À Kinshasa, le ton change. Face à des exportations record de cuivre et de cobalt, le président Félix Tshisekedi ordonne un audit express des revenus miniers. En ligne de mire : des milliards de dollars qui échappent encore aux caisses publiques. Derrière cette initiative, c’est toute la question de la souveraineté économique de la République démocratique du Congo qui refait surface.
Une richesse
colossale… mal captée
Le paradoxe
congolais n’a rien de nouveau, mais il devient de plus en plus difficile à
justifier.
La République démocratique du Congo s’est imposée comme un acteur clé de la
transition énergétique mondiale, notamment grâce au cuivre et au cobalt — deux
minerais stratégiques pour les batteries et les technologies vertes.
Les chiffres
donnent le vertige : production en hausse continue, demande mondiale soutenue…
mais en face, des recettes publiques qui ne suivent pas la même trajectoire.
Selon des données
internes relayées par Reuters, près de 16,8 milliards de dollars de revenus
auraient été sous-déclarés ou non rapatriés entre 2018 et 2023. Un manque à
gagner massif pour un pays où les besoins en infrastructures, santé et
éducation restent immenses.
Audit express :
opération vérité en 30 jours
Face à ce constat,
Félix Tshisekedi a décidé d’accélérer.
Un audit global des revenus issus des exportations de cuivre et de cobalt a été
ordonné, avec un calendrier serré : 30 jours pour établir un diagnostic clair,
et des conclusions attendues dès la mi-juin.
L’objectif est
double :
Dans le viseur :
les joint-ventures opaques, les pratiques de sous-facturation, les revenus
logés à l’étranger et les circuits parallèles d’exportation.
Derrière l’audit,
une bataille pour la souveraineté
Ce mouvement
dépasse largement le cadre technique.
Il s’inscrit dans une dynamique plus large : celle d’une reconquête de la rente
minière.
Depuis plusieurs
années, la République démocratique du Congo cherche à rééquilibrer ses
relations avec les multinationales du secteur. Le défi est clair : transformer
une puissance géologique en puissance budgétaire.
Mais l’équation
est délicate.
Le pays évolue dans un environnement où s’entrecroisent intérêts économiques,
enjeux géopolitiques et dépendance aux investissements étrangers — notamment
dans un contexte de rivalité croissante entre grandes puissances pour l’accès
aux minerais critiques.
Le test de
crédibilité
Sur le papier,
l’initiative est solide.
Dans la pratique, tout dépendra de l’après-audit.
Trois scénarios se
dessinent :
C’est là que se
joue la crédibilité de la démarche.
Car en matière de gouvernance minière, l’Afrique n’a pas un problème de
diagnostic — elle a un problème d’exécution.
Une fenêtre
historique
Le timing n’est
pas anodin.
La demande mondiale en cuivre et cobalt explose, portée par la transition
énergétique. Autrement dit, la République démocratique du Congo dispose d’un
levier unique.
Si Kinshasa
réussit à verrouiller ses circuits de revenus, le pays pourrait changer de
trajectoire budgétaire en quelques années.
Sinon, le risque
est connu :
rester un géant minier… mais un nain fiscal.
L’audit lancé par
Félix Tshisekedi ressemble à une opération technique.

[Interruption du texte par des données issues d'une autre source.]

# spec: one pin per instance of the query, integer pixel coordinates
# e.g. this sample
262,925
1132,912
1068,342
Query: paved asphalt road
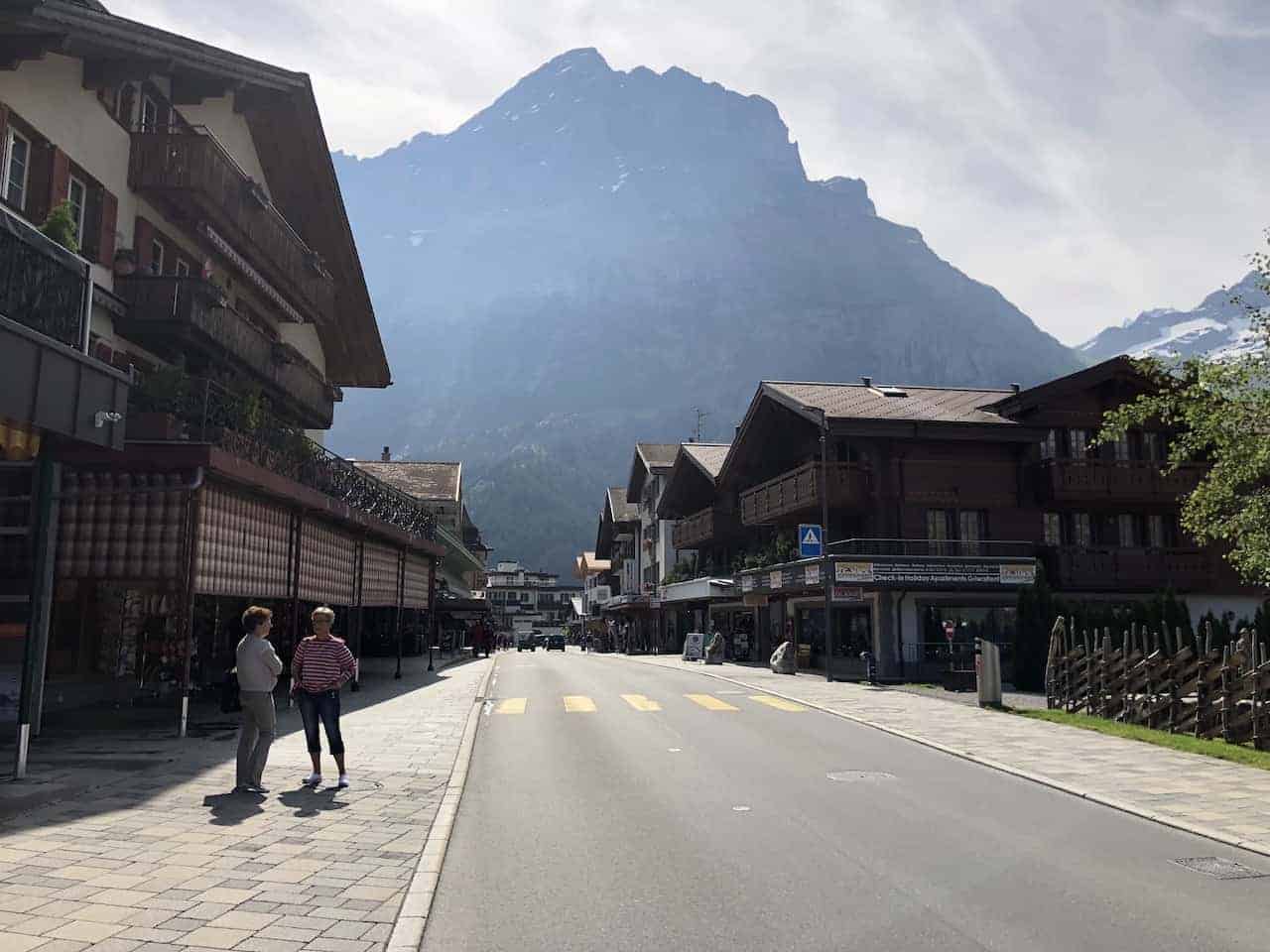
689,828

En réalité, c’est un moment politique.
Un moment où la
République démocratique du Congo tente, une fois de plus, de répondre à une
question simple, presque brutale :
qui profite vraiment de ses richesses ?
Zinia Farnandiz Sep 28, 2024
Absolutely loved this post! Your tips on how to style a blazer are spot on. Keep up the great work, can’t wait for your next post!
Loren Watson Sep 18, 2024
Cover broad of topic in web development industry. Explained a lot of basic programming knowledge with easy to understand explanation.
Walter White Sep 29, 2024
Employees who have the flexibility to work remotely often report higher job satisfaction. This can lead to increased employee retention workforce.